Sulle tracce del (vero) aceto balsamico: la nuova inchiesta di Altreconomia

ACETO BALSAMICO

Preoccupati a cercare di neutralizzare l’offensiva estera (la norma slovena che consente la produzione di un aceto balsamico locale) abbiamo sottovalutato il rischio che nel nostro paese corre l’Aceto balsamico tradizionale di Modena e Reggio Emilia (un prodotto a denominazione di origine controllata) minacciato dal “cugino” Aceto balsamico di Modena (Abm), che dal 2009 può rivendicare l’Indicazione geografica protetta (Igp). È di questa minaccia sottovalutata che si occupa il numero di dicembre di Altreconomia (che si può acquistare qui) con un’inchiesta curata da Luca Martinelli che ha fatto chiarezza su un mercato, quello dell’Abm che vale un miliardo di euro (soprattutto in export).
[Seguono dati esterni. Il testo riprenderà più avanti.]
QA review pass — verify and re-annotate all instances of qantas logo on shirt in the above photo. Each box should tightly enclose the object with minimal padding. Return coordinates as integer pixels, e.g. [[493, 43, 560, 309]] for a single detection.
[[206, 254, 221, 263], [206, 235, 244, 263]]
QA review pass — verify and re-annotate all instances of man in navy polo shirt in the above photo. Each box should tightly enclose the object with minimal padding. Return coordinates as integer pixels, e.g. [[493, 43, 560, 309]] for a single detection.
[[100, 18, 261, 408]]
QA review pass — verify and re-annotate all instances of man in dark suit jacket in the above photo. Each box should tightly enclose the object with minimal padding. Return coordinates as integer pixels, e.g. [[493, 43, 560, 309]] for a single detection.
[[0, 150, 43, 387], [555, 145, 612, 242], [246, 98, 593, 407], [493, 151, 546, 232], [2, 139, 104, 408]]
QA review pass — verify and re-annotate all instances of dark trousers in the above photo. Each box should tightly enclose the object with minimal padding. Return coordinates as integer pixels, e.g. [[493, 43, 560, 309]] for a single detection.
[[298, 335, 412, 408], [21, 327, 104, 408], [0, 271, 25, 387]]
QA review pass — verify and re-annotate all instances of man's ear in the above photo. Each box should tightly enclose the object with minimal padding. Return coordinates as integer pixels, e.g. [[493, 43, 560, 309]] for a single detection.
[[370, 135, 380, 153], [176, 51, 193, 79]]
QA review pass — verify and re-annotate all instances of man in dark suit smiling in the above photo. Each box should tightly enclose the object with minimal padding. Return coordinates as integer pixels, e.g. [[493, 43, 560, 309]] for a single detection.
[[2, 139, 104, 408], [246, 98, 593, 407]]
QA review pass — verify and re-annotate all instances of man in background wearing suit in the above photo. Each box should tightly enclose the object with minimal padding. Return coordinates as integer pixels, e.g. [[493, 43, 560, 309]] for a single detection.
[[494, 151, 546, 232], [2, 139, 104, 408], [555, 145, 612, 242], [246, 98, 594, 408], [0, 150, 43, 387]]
Un mercato da capogiro che, però, ha dimenticato la vera ricetta dell’aceto balsamico. Mentre il “disciplinare di produzione (dell’Aceto balsamico Dop ndr) è molto vincolante” si legge nell’inchiesta dove “l’unico ingrediente ammesso è il mosto cotto; le uve devono appartenere a sette varietà -Lambrusco, Ancellotta, Trebbiano, Sauvignon, Sgavetta, Berzemino e Occhio di Gatta- ed essere coltivate nella zona di produzione; l’affinamento deve durare almeno 12 anni“, “il disciplinare dell’Igp, approvato nel 2009, è invece un’altra cosa: si tratta di un “balsamico a metà”. Innanzitutto, questo disciplinare prevede “tra gli ingredienti, il mosto cotto -prodotto con le sette varietà di uva tradizionale- ma anche quello concentrato, ottenuto mediante la separazione della parte liquida, ma che non ha necessariamente origine locale. Nella ricetta figura anche l’aceto di vino, che si ottiene con procedimenti industriali in 24/48 ore. In più, può essere aggiunto caramello (fino al 2%) ed è previsto l’uso di un’aliquota indefinita di “aceto vecchio di almeno dieci anni”. Soprattutto, l’affinamento dura 60 giorni, cioè appena due mesi, ed è l’unica parte del processo produttivo che deve svolgersi per forza nelle province di Modena o Reggio Emilia”.

Ora, è lecito chiedersi – come ha fatto Altreconomia – la provenienza del mosto concentrato. E a chi rivolgersi se non al Consorzio e all’ente di certificazione Csqa (csqa.it) informazioni circa la provenienza dei mosti. “Il primo – si legge – ci ha risposto che “il Consorzio non dispone di questi dati”. Il secondo che “il Csqa non verifica la provenienza geografica delle materie prime”, aggiungendo che “oggi la totalità del mosto utilizzato per la produzione di Aceto balsamico di Modena ha provenienza italiana”. Niente è dato sapere, invece, sulla provenienza degli altri aceti (quello di vino e quello di vino invecchiato) ammessi nel disciplinare”. Insomma ancora una volta ci troviamo di fronte ad uno strano modo di proteggere le nostre eccellenze che danno lustro all’Italia all’estero mentre siamo sempre pronti a gridare al pericolo straniero.